Two years ago, Microsoft’s Kinect for Windows literally opened the PC’s eyes. And now Microsoft researchers are teaching it to see.
For too long, PCs sat mute, dumbly waiting for users to type on their keyboards or insert a disk. Then they became connected, reaching out to others when users commanded. At Microsoft’s Silicon Valley Techfair last week, company researchers showed how they’re taking the PC in a new direction, combining machine vision with a new independence so they may recognize and interpret what the PC sees and present that information in a useful context.

Unlike Google or other Silicon Valley companies, Microsoft has traditionally operated more like a public university than a private company, hosting similar research showcases once or twice a year. Yes, it holds some of its research close to its vest, especially that which later emerges as products, like its Cortana digital assistant. But many more are released to the public, both to show off the company’s technical expertise as well as to demonstrate potential directions for the company.

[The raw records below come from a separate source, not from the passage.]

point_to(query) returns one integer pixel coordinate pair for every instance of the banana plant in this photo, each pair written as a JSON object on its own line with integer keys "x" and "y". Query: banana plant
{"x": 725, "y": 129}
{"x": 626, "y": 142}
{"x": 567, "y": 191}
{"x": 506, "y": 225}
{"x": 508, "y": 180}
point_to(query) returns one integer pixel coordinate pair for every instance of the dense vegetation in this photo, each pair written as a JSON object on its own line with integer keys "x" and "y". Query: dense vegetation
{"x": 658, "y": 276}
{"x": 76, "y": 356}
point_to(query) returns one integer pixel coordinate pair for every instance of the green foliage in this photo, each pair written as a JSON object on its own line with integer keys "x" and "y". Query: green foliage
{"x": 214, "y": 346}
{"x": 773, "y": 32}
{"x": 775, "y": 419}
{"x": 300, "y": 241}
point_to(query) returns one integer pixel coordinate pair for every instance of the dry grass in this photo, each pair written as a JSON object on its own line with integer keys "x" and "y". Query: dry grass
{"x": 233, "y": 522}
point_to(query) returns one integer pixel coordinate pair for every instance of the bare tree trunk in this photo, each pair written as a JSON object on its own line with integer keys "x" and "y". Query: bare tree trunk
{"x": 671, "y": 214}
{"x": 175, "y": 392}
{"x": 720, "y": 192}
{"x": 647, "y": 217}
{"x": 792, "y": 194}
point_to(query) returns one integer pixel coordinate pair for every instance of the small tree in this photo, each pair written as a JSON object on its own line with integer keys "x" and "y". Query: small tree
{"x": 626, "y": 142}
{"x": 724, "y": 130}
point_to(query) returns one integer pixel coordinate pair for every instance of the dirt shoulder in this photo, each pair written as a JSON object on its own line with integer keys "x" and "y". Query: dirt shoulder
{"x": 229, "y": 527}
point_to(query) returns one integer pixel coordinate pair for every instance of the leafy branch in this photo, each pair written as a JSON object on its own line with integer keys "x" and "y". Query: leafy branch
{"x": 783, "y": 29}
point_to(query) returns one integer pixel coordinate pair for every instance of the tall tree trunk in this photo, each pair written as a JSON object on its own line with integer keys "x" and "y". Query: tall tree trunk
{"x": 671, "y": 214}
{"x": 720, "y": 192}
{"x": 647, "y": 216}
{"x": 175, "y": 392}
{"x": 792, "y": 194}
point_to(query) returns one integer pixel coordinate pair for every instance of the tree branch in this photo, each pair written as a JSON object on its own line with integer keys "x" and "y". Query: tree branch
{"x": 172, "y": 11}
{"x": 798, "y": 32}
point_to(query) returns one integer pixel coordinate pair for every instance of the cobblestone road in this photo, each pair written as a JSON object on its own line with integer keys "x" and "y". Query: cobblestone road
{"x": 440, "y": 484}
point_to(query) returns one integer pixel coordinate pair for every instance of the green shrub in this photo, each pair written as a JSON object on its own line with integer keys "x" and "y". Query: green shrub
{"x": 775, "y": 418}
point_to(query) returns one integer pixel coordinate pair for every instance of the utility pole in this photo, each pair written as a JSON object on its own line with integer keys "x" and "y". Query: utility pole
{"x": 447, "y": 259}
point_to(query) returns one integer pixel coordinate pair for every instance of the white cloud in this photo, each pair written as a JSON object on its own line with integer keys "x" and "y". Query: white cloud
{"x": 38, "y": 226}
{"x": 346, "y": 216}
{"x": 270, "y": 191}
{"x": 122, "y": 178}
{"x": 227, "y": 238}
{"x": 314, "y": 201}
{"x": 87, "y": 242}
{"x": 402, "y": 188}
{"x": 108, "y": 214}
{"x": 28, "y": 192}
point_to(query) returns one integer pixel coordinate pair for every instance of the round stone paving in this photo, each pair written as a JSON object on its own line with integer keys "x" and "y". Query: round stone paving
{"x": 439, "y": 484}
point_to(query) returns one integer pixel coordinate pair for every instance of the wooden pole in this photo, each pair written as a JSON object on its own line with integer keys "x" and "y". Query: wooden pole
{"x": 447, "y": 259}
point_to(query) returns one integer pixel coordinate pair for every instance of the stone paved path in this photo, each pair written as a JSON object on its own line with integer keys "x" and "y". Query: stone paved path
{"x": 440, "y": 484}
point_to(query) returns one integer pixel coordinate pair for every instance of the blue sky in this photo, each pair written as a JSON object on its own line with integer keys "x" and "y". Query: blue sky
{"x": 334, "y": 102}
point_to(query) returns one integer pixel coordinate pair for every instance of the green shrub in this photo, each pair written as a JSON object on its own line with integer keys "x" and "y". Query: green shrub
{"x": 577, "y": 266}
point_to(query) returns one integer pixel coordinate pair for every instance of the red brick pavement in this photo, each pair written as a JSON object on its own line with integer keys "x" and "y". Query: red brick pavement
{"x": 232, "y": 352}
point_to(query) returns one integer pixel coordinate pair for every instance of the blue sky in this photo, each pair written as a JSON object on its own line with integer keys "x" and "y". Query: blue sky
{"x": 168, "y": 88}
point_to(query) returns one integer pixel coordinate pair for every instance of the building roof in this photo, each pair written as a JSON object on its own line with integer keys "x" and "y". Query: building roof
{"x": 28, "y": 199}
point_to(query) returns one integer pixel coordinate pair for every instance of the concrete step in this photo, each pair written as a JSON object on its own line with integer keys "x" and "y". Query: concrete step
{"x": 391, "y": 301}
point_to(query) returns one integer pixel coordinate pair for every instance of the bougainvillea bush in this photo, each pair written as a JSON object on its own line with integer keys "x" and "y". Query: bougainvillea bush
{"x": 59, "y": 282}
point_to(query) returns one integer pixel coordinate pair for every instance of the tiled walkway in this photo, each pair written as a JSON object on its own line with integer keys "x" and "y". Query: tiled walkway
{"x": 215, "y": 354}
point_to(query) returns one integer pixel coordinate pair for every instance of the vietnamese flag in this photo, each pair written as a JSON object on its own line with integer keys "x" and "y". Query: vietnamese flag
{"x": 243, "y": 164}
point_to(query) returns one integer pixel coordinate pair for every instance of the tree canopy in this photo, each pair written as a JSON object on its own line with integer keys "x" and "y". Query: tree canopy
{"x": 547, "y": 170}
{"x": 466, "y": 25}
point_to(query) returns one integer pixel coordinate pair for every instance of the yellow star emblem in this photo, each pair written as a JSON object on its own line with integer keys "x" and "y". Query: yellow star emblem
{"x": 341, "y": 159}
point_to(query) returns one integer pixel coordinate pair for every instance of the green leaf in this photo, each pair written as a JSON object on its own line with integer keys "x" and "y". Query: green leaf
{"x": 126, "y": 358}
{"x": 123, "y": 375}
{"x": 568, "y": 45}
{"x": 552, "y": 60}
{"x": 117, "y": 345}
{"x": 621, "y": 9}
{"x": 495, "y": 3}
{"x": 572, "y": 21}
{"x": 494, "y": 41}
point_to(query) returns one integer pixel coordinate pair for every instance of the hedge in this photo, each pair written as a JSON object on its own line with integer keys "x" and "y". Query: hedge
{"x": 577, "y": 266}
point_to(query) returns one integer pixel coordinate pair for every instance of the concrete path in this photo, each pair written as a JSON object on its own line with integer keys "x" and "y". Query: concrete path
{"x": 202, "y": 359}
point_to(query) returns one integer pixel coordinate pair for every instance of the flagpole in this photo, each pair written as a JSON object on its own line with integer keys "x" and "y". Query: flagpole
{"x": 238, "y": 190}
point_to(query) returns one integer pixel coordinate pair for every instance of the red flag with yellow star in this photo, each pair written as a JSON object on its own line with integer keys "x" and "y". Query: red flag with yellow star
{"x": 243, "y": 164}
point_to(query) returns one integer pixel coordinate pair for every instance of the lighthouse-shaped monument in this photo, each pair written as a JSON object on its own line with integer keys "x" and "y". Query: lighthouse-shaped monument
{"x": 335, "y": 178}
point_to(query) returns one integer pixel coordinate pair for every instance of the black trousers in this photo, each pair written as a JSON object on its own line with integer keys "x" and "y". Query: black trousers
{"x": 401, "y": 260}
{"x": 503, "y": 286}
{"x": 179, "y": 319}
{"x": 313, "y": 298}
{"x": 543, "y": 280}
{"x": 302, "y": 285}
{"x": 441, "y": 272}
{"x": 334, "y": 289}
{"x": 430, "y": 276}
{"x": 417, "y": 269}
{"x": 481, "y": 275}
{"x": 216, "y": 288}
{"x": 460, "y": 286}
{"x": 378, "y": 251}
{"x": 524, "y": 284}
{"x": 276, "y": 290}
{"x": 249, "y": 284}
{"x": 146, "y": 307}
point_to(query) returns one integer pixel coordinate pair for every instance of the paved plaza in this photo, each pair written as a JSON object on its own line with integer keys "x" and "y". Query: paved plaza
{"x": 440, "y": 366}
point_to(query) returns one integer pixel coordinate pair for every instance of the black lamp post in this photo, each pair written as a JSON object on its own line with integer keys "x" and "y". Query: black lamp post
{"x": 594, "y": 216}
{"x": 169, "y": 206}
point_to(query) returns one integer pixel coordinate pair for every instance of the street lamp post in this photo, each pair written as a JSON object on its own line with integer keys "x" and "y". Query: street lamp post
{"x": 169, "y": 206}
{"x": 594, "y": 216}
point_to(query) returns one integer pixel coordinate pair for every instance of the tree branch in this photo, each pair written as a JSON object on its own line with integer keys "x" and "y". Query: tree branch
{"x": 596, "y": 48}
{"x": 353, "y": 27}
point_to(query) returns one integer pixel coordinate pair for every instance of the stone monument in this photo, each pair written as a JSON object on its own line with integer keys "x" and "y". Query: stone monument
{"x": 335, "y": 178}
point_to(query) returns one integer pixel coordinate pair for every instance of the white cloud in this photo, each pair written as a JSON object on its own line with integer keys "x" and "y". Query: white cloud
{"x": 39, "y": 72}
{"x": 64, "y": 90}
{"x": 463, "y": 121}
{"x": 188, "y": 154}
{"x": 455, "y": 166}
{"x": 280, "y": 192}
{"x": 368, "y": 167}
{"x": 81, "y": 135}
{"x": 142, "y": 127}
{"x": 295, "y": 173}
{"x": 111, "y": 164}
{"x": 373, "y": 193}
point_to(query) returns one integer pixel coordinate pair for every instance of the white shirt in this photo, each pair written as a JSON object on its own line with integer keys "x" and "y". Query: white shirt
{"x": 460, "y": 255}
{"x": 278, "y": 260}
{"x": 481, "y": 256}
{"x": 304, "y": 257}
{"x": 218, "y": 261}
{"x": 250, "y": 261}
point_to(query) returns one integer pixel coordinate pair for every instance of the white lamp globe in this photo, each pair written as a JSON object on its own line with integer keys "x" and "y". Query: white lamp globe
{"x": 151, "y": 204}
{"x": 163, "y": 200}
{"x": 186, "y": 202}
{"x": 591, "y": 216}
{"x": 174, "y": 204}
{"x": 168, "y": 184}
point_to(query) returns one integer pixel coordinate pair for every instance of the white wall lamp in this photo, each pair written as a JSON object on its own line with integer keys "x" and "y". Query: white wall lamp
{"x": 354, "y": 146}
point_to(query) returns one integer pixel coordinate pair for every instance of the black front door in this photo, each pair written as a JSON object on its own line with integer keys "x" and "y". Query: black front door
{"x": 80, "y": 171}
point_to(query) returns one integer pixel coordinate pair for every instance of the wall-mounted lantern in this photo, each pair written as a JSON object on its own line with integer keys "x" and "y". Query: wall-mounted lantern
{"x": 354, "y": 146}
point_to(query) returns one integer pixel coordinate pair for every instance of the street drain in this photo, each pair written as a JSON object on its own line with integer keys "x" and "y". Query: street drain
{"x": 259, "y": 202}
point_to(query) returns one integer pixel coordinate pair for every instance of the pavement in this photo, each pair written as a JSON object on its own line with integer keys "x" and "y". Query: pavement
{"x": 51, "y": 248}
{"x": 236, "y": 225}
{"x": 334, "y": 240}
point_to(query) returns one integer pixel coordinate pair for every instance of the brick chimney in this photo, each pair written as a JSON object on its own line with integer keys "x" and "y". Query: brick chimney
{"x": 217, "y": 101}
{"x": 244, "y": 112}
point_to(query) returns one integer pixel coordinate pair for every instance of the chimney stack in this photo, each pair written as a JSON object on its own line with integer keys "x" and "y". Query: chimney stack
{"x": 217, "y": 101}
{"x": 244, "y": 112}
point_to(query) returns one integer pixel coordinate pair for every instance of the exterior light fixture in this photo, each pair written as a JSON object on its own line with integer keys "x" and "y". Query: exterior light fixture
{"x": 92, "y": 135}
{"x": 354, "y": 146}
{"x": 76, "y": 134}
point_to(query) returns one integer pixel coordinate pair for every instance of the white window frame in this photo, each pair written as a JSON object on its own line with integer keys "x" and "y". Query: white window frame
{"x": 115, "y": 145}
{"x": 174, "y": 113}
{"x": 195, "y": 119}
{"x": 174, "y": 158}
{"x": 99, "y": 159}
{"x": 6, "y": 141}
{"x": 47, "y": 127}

In all, Microsoft researchers showed off about 18 projects last week. We selected five, with four of those incorporating Kinect in some way. And no, we don’t think Microsoft hit a home run with each. After all, future successes are often built upon past failures.
Your webcam: the next Kinect
If you’ve been attentively reading our coverage of Microsoft’s Build, this presentation by Vivek Pradeep shouldn’t seem all that new: Microsoft Kinect for Windows executive Michael Mott exclusively revealed to PCWorld that Microsoft is actively working to use conventional webcams as depth cameras, like its Microsoft Kinect.
In the video, Pradeep and his colleague show off what they call MonoFusion. Conceptually, it’s pretty simple to explain: Using an unmodified webcam, the two researchers pan the camera over the scene. Behind the scenes, the Microsoft software interpreted what it sees from a depth perspective, creating 3D models of the objects in a Kinect-like fashion. The software then applies a color map, or texture, to the objects, essentially transforming the video of a collection of stuffed animals into models of the animals themselves.

What MonoFusion sees: the raw feed, a depth map (right) and textured 3D objects.
What Microsoft created, Pradeep noted, is a simple and powerful SDK to take the imagery and export the 3D models into a game or augmented reality application. It certainly has all sorts of possibilities.
Floating displays with gesture recognition
About a year ago, Microsoft researcher Jinha Lee unveiled a spectacular 3D desktop that used the combination of polarized glass and some intelligent software to create the illusion of a desktop with depth. Now Microsoft researcher Tim Large has developed a second, physical “floating display” to provide a somewhat similar illusion.
The idea, Large said, is to take a conventional 2D display and apply a series of plastic films above it, “tuned” to a particular range of light emitted by the LCD monitor. As demonstrated in the video below, the films project a second screen that “floats” in the air above the monitor. A second researcher, Yutaka Tokuda, also showed that it’s possible to superimpose the second screen content above the main display, using Kinect to help fine-tune the illusion.
While both Large and Tokuda indicated that the idea was to bring digital creations to life via the second display, it’s difficult to see what Microsoft hopes to accomplish here. While overlaying information on top of video has become commonplace on news reports, weather forecasts, and football games, cluttering a PC screen with too much extraneous information can be problematic. It appears that both are playing with the idea of focus, calling out specific elements for a closer look.
In March 2013, Microsoft concentrated on showing how Perceptive Pixel’s massive touchscreen displays could be used to empower employees as gigantic video whiteboards. So far, the floating display appears to be little more than a headache waiting to happen.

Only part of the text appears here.